Bury Park, next to the stadium, can feel very different from the city center – the streets are filled with sari shops, kebab shops and aromatic sweet shops rather than the chain pubs and bookmakers that dot most British high streets – But Luton sees this as a strength.

“Luton has always been a gathering place for a community of people,” said Maryan Broadbent, a board member of Luton Town’s main fans group. When the town was a center for millinery and car manufacturer Vauxhall, there was an influx of workers not only from India and Pakistan, but also from Ireland and later Eastern Europe.

“It’s always changing here,” Ms. Broadbent said. The town’s Muslim community has long struggled with the small number of extremists who make up Al-Muhajiroun and the notion that they are somehow representative.

but The performance of its football team in the Premier League For residents, this is an opportunity to provide an alternative definition of Luton.

Mr Ahmed chose to win hearts and minds on a case-by-case basis. When he saw a gap in the market, he opened his own store. “There are no chipmunks in the area,” he explained. Fans have to walk the bustling streets of Bury Park to get to the stadium, so he knew there would be demand. “I wanted to make a good impression on this town,” he added.

It also helps that the club not only exists in the Premier League – an incredible guest – but also provides one of the most compelling storylines of the season.

Luton’s squad is small – one of its mainstays, Pelly Ruddock Mpanzu, is now the only player to have represented the same club in the top five tiers of English football – —The leader is Rob Edwards, a young, charismatic player (and, not entirely irrelevant, very handsome) coach.

It has a ramshackle, hostile stadium that harkens back to a time before the edges of elite sport were smoothed and polished to a high sheen. It has shown it can compete with wealthier, better-established rivals. With a few games remaining, Luton still retain slim hopes of avoiding relegation and securing a spot among the elite for a second season.

Sometimes teams get beaten and the romance of the story is lost in the cold, brutal reality of capitalism – like against Manchester City, where Luton lost 6-2. But the team’s courage won them many friends.

Liverpool manager Jurgen Klopp described Mr Edwards’ work with the team in positive terms as “crazy”. Arsenal boss Mikel Arteta insists Luton Town “deserve more honors than any other team in the league”.

For the small town of Luton, this positive connection is a rare and precious thing. In recent years, it has fostered a thriving arts scene.When Sarfraz Manzoor, a writer who grew up in Luton, was appointed chancellor of the University of Bedfordshire last year, he said he would use his position to engage people Think Luton is “cool”.

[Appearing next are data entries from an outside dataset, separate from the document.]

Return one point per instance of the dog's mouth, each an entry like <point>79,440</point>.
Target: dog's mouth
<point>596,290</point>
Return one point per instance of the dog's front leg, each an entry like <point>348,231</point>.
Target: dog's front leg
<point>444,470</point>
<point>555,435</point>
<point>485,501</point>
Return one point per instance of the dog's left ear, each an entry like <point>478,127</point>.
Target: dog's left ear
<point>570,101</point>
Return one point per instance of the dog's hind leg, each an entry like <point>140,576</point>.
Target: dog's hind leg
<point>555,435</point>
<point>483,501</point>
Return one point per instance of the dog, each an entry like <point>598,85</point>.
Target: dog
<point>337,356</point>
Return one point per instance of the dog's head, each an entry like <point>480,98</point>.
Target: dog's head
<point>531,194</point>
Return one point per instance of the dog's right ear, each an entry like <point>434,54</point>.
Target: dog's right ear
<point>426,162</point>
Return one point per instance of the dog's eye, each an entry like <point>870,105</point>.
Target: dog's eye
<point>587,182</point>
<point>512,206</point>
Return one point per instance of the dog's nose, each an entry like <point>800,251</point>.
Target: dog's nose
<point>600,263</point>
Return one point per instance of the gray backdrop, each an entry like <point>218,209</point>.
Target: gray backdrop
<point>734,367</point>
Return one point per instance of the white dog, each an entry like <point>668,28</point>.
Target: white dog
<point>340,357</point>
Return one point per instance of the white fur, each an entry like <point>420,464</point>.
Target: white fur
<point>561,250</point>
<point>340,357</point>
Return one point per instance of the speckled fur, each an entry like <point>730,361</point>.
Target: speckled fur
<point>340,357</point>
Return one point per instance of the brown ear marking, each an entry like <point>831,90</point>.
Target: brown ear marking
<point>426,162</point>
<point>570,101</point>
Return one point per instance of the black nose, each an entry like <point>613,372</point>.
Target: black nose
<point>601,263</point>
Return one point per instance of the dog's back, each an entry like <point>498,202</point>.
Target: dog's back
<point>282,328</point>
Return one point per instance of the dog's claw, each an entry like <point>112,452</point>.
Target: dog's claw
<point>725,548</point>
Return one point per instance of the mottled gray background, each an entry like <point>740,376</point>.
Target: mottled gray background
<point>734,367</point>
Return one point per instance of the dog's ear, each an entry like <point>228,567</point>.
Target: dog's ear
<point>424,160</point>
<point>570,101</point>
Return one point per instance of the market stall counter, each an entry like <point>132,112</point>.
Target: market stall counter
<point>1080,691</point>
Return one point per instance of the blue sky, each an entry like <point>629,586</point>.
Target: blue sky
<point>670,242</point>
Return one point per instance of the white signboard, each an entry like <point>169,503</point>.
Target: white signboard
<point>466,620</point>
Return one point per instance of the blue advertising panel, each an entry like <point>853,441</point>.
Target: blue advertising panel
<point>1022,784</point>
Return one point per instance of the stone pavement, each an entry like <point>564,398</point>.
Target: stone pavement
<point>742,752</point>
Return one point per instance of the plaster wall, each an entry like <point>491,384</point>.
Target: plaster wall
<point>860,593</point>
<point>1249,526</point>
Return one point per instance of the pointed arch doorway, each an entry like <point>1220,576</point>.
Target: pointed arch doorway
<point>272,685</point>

But having a Premier League team won’t change any of the deep-rooted problems facing Luton.Unemployment is Higher than the national averagefor example, there are as many as There are 15,000 children in the town Living in poverty.

There may also be material benefits from the club’s success. The Premier League earns about $150 million a season, some of which has been set aside to help build new stadiums. Ms Broadbent said the stadium would be closer to the city center and could “change the parts that have failed Luton”. But the intangible benefits are equally valuable.

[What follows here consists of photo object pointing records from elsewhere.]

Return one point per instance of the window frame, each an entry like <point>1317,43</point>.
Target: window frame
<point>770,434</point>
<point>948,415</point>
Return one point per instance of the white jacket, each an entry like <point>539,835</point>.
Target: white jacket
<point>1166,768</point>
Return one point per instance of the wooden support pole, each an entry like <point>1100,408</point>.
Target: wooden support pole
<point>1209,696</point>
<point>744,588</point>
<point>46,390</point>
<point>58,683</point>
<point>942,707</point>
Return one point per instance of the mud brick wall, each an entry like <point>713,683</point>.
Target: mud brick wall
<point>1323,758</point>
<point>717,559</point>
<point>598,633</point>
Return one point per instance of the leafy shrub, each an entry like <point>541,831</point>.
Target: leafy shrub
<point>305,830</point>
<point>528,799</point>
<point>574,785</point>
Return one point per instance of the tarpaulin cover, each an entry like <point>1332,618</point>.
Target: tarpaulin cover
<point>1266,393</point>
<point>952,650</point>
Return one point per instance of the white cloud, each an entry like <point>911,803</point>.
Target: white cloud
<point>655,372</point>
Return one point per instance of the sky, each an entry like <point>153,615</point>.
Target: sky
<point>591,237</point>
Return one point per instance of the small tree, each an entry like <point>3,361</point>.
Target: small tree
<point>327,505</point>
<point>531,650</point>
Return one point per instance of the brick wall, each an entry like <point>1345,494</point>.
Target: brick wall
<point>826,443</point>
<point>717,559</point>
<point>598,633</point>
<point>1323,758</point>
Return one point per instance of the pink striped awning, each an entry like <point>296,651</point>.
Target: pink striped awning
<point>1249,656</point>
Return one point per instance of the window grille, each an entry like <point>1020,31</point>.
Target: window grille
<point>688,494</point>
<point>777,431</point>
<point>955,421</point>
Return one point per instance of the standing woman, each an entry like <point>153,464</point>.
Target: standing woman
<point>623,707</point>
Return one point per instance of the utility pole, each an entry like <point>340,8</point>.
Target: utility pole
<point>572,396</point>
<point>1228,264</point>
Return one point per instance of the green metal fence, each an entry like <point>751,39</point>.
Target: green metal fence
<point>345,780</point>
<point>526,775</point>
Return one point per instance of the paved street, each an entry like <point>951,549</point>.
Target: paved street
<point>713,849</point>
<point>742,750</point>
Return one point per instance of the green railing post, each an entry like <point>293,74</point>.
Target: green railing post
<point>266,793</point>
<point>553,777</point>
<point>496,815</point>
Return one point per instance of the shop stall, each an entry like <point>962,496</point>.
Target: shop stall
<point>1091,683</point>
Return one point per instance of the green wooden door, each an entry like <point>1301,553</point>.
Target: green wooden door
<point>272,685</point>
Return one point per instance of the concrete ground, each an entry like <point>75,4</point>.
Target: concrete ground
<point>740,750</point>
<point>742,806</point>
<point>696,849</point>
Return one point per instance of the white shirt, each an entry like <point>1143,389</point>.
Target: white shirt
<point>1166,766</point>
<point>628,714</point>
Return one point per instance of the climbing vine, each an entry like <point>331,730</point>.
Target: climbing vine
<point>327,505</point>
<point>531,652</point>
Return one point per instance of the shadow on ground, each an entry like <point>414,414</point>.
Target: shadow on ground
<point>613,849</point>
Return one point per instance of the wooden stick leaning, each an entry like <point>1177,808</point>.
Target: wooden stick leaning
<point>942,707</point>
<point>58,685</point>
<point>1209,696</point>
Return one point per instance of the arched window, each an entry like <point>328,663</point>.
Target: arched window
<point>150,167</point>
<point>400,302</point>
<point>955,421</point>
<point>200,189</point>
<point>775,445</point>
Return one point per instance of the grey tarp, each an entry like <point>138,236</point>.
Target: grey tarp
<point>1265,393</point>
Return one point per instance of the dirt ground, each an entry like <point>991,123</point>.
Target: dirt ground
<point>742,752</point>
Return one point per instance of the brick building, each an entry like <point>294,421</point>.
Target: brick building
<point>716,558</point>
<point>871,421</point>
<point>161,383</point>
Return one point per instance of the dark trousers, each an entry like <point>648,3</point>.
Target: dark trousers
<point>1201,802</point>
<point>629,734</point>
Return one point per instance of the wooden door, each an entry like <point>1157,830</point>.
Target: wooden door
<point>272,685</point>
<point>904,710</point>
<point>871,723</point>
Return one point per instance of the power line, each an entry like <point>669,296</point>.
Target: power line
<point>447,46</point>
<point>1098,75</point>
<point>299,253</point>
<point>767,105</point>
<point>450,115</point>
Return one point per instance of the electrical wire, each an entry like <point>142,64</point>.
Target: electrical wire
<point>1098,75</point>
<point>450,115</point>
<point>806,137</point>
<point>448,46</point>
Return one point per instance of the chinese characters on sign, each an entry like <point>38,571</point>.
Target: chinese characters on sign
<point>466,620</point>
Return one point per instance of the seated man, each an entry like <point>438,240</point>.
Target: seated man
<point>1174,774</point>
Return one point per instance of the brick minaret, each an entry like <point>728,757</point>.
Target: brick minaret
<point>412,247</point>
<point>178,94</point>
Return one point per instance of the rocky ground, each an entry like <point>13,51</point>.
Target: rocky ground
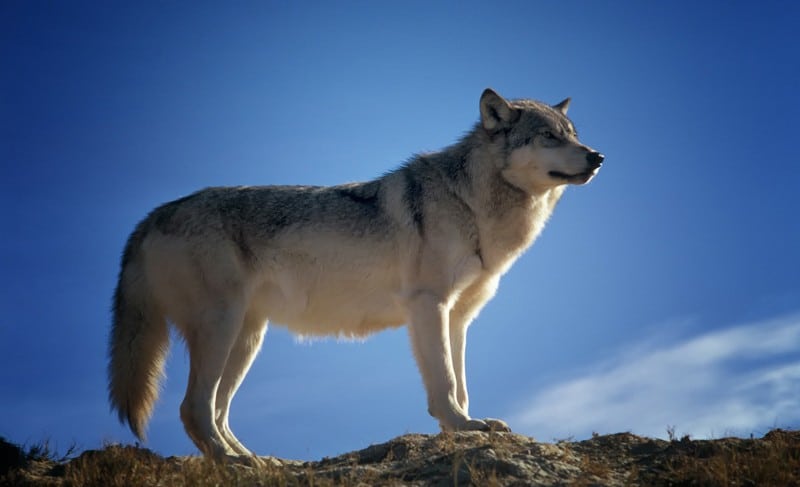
<point>469,458</point>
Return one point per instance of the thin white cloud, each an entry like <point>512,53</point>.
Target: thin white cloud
<point>741,380</point>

For nearly a year, millions of people have thought about Luton at least once a week. Not as a backwater or as a crucible of intolerance, but as a football team: bold, courageous, hopeful and refreshing.

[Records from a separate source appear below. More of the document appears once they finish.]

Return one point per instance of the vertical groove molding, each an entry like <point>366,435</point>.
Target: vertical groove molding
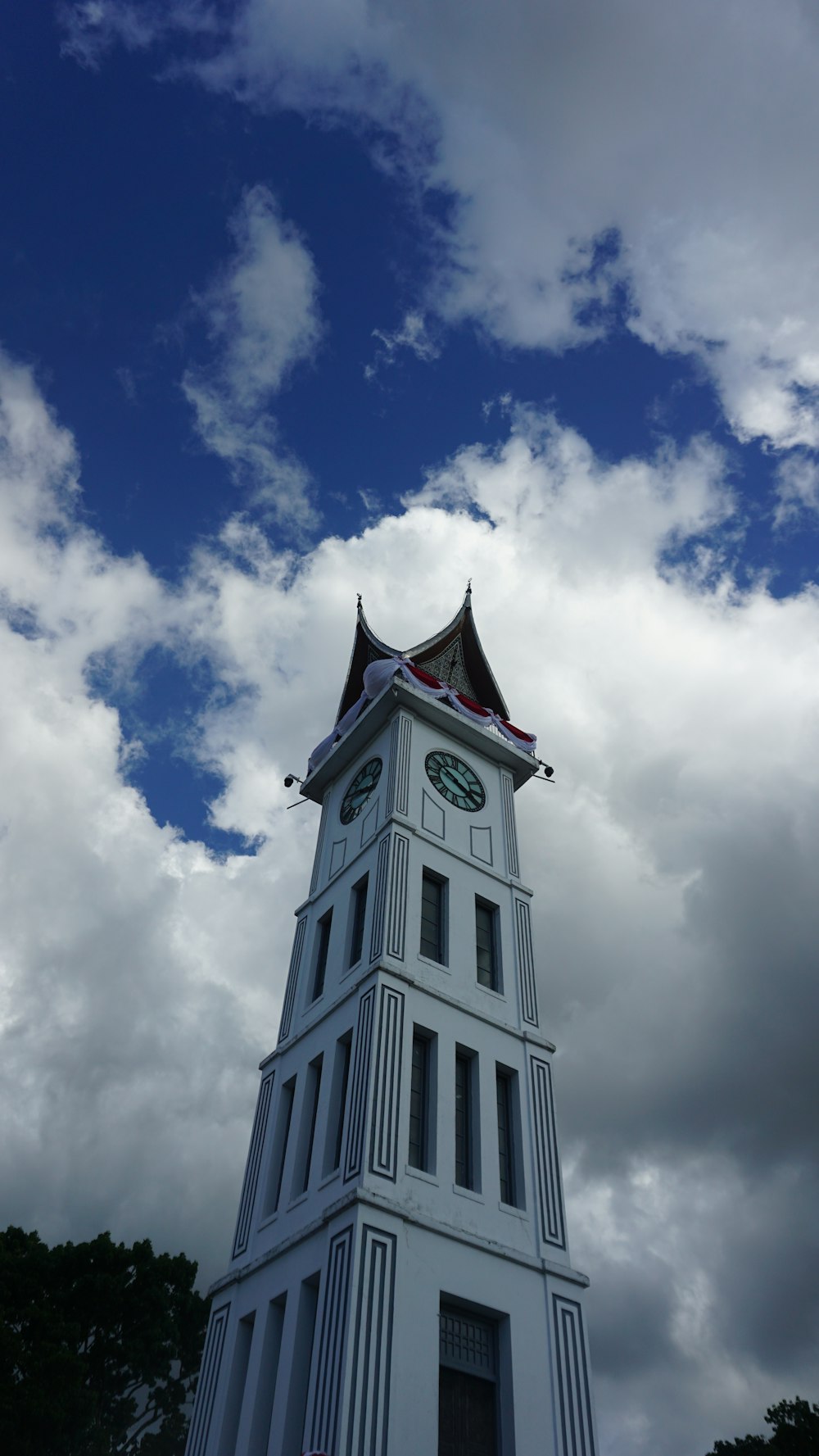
<point>252,1167</point>
<point>292,979</point>
<point>324,1430</point>
<point>393,772</point>
<point>397,779</point>
<point>397,896</point>
<point>550,1199</point>
<point>526,961</point>
<point>509,828</point>
<point>200,1433</point>
<point>320,841</point>
<point>575,1417</point>
<point>373,1350</point>
<point>357,1120</point>
<point>384,1143</point>
<point>380,900</point>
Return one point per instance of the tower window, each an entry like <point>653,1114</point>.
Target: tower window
<point>432,909</point>
<point>422,1103</point>
<point>322,954</point>
<point>278,1154</point>
<point>486,944</point>
<point>357,925</point>
<point>307,1135</point>
<point>468,1158</point>
<point>337,1104</point>
<point>508,1137</point>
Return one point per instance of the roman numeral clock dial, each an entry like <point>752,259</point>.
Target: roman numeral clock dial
<point>360,790</point>
<point>455,781</point>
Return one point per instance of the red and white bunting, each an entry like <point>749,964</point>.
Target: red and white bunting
<point>377,676</point>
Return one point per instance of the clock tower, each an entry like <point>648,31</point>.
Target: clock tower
<point>400,1280</point>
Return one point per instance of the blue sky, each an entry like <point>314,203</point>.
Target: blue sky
<point>303,302</point>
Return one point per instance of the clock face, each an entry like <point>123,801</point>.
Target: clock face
<point>455,781</point>
<point>360,790</point>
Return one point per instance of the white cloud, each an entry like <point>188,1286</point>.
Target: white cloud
<point>262,318</point>
<point>687,129</point>
<point>798,488</point>
<point>674,861</point>
<point>412,333</point>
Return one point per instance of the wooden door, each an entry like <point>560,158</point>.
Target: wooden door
<point>468,1416</point>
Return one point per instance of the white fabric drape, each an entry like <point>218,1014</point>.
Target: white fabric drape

There are many across England who are increasingly dimming their hopes of Luton Town avoiding relegation and hanging on for another year. It may not have had an impact on the final outcome of the season – the Premier League is not a sentimental place – but it had an impact at Luton.

In its football team, the town has been able to see itself as it wants to be seen. “Whatever happens,” Ms. Broadbent said, musing on the specter that Luton’s feel-good story might not have a happy ending, “we’re already proud of ourselves.”